The beauty of this replacement is that it only activates once you have the item, which means it is not time-pressured or hero-dependent. You can watch your replays, count the instances, and see exactly how often you did or did not execute it. That is real, honest feedback — the kind that actually changes behavior.
Watch: GPM goal with Manta example (6:13)
Bad Goal #3 — “I need to improve my map awareness”
This is perhaps the most common piece of advice in Dota, and also the most useless as stated. When a 22k gold ahead carry runs into five enemies and dies, the instinctive reaction — “I need better map awareness” — misdiagnoses the problem entirely.
The issue is not attention span or discipline. It is that there is no concrete trigger telling you when to check the map, and no framework for what to look for when you do. The vague goal produces a vague habit, and vague habits do not stick under the pressure of an actual game.
Here is a cleaner mental model: when you are considering an aggressive move, your job is to assume that enemies are everywhere they could be. To do that, you need to know where you last saw them and what you can eliminate based on that information. That turns a vague habit into a specific trigger with a specific action.
❌ Bad Goal
Improve my map awareness.
✅ Better Goal
Every time I consider making an aggressive decision, check how many enemy heroes I can see on the map.

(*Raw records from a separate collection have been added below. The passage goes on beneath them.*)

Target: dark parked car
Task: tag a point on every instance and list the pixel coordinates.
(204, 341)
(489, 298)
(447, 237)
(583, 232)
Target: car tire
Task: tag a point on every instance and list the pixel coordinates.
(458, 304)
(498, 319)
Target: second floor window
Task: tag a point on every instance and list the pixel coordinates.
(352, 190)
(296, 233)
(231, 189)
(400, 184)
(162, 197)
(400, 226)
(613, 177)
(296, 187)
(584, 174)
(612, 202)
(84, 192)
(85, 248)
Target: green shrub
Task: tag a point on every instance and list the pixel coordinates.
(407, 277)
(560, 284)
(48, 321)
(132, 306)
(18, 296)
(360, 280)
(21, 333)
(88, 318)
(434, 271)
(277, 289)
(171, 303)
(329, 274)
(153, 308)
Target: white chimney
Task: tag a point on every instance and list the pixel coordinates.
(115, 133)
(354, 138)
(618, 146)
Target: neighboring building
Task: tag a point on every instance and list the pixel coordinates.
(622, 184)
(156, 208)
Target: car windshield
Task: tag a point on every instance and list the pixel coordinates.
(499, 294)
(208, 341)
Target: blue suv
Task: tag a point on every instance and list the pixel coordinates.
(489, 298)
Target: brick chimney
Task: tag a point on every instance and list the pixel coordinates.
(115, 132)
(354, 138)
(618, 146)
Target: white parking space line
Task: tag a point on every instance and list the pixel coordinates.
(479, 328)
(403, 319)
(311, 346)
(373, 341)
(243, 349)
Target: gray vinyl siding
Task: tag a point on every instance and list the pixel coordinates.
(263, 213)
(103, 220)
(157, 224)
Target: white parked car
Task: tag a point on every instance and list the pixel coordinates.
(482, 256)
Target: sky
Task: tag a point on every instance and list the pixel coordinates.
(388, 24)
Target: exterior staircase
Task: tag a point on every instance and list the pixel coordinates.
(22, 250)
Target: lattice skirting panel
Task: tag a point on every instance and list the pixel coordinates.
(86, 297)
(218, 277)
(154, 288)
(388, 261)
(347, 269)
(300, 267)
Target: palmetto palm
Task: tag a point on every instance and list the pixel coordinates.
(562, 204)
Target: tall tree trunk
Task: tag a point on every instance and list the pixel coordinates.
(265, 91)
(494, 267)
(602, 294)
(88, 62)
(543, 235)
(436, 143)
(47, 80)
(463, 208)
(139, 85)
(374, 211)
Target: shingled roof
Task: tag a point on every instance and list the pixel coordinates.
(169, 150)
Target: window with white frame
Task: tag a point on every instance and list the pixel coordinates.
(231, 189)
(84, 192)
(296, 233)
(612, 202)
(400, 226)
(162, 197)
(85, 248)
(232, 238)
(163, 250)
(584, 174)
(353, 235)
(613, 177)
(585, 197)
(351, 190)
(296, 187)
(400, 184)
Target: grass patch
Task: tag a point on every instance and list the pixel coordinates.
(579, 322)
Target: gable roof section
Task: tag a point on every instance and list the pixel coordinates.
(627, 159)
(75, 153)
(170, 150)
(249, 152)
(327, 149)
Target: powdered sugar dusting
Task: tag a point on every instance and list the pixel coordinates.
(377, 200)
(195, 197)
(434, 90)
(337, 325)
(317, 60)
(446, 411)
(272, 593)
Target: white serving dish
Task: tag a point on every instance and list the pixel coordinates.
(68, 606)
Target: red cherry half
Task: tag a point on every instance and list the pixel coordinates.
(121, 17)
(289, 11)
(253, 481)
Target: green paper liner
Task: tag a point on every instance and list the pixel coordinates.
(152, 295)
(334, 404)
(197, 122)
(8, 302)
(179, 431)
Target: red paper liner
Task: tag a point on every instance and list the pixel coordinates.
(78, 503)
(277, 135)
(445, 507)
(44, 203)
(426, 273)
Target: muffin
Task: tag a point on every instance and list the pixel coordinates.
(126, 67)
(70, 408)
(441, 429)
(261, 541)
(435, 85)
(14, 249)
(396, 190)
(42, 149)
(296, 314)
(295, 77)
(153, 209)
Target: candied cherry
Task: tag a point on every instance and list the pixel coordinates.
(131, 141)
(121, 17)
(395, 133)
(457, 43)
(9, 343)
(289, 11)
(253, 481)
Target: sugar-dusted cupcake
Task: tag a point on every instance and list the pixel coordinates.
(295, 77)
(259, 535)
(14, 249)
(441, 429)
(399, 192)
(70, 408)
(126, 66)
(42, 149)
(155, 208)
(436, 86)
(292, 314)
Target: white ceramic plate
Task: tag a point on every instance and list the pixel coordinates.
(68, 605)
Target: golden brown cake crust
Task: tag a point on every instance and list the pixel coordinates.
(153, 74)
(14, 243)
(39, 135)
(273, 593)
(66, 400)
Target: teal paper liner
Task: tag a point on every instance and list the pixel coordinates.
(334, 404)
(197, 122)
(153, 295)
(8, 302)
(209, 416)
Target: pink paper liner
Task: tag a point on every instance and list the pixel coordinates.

This goal has a trigger built into it — “every time I consider being aggressive” — which is the missing ingredient in almost every map awareness goal ever set. You are not trying to look at the map more often in a general, diffuse way. You are building a specific reflex attached to a specific moment.
Watch: Map awareness goal breakdown (7:27)

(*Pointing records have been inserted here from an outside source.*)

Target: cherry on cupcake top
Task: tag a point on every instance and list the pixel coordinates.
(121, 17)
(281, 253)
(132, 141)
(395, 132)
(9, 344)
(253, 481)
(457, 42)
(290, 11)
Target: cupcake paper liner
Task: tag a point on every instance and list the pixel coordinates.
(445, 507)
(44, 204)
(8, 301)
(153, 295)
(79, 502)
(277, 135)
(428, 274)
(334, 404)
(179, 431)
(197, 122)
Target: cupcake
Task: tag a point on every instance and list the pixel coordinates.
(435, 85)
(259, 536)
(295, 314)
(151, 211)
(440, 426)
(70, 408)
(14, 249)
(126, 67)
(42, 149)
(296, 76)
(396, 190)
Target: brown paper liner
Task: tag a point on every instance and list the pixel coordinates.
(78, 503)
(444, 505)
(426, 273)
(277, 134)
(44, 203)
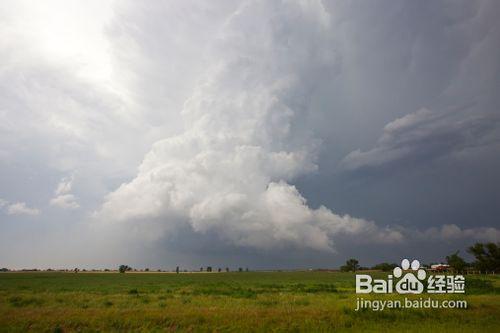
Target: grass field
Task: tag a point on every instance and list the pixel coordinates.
(249, 301)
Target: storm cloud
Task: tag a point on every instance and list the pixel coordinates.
(247, 130)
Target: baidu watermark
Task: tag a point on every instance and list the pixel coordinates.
(410, 278)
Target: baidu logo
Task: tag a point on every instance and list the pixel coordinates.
(410, 283)
(410, 278)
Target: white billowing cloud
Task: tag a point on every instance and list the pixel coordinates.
(20, 208)
(229, 171)
(63, 198)
(425, 135)
(67, 201)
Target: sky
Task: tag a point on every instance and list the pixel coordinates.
(261, 134)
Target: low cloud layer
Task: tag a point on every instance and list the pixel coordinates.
(247, 131)
(425, 135)
(21, 208)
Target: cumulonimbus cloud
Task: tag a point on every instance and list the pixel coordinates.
(21, 208)
(62, 196)
(230, 171)
(426, 135)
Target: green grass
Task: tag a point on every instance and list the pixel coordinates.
(249, 301)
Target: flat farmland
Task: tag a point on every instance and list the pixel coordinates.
(311, 301)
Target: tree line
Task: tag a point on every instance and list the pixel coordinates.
(487, 260)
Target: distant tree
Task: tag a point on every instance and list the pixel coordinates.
(351, 265)
(386, 267)
(456, 262)
(487, 256)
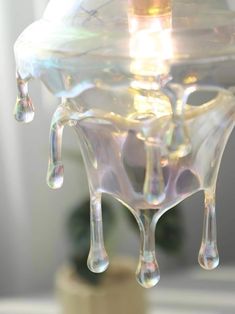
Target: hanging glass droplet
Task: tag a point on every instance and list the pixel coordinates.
(208, 255)
(124, 85)
(24, 110)
(147, 272)
(98, 260)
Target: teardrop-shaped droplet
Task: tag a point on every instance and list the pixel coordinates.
(24, 111)
(55, 175)
(147, 273)
(98, 260)
(208, 256)
(154, 185)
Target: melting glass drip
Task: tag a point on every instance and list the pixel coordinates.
(126, 85)
(98, 259)
(147, 273)
(208, 255)
(154, 186)
(24, 110)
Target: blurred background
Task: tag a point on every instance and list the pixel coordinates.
(33, 241)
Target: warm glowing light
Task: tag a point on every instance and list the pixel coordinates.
(150, 7)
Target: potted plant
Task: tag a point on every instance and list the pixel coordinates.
(116, 291)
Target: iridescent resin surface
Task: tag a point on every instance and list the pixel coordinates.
(148, 86)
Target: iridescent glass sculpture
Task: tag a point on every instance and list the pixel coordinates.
(148, 86)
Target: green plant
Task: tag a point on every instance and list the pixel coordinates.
(169, 234)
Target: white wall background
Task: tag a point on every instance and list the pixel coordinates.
(32, 217)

The Mindset Shift That Makes This All Work
There is one more thing worth naming, because it is the thread connecting all three examples. When you adopt specific, process-oriented goals instead of outcome goals, you have to accept that you will not immediately win more games. That is not a flaw in the approach — it is the point.
What you gain instead is understanding. You gain the ability to look at a game and honestly assess whether you executed the thing you were working on. Whether you won or lost becomes secondary data. The primary data is: did I position for range creeps correctly? Did I send my Manta illusions? Did I check the map before going aggressive?
Focus on the specific action you are training, and you will gain understanding of it — which leads to improvement over time. Prioritize future you over winning this current game.
This is a hard shift to make when you are playing to win, which is why most players never make it. But it is exactly the shift that separates players who get better from players who grind endlessly without going anywhere.
The grind is not the problem. How you are directing it is.
Putting It Together
To summarize what we have covered: vague outcome goals like “get 60 CS,” “average 600 GPM,” or “improve map awareness” fail because they do not tell you what action to take, they are heavily influenced by factors outside your control, and they give you no useful feedback during or after a game.
The SMART framework fixes this when applied correctly — and the key insight for Dota specifically is that Achievable means 100% in your control. That constraint forces you to go deeper and find the real, specific behavior underneath the number you are chasing. That behavior is what you actually train. The numbers follow.
Pick one goal. Make it specific enough that you could describe the exact moment and action it requires. Play ten games with it in mind. Review whether you executed it. Then refine. That is the whole system — and it works considerably better than watching another guide and hoping something sticks.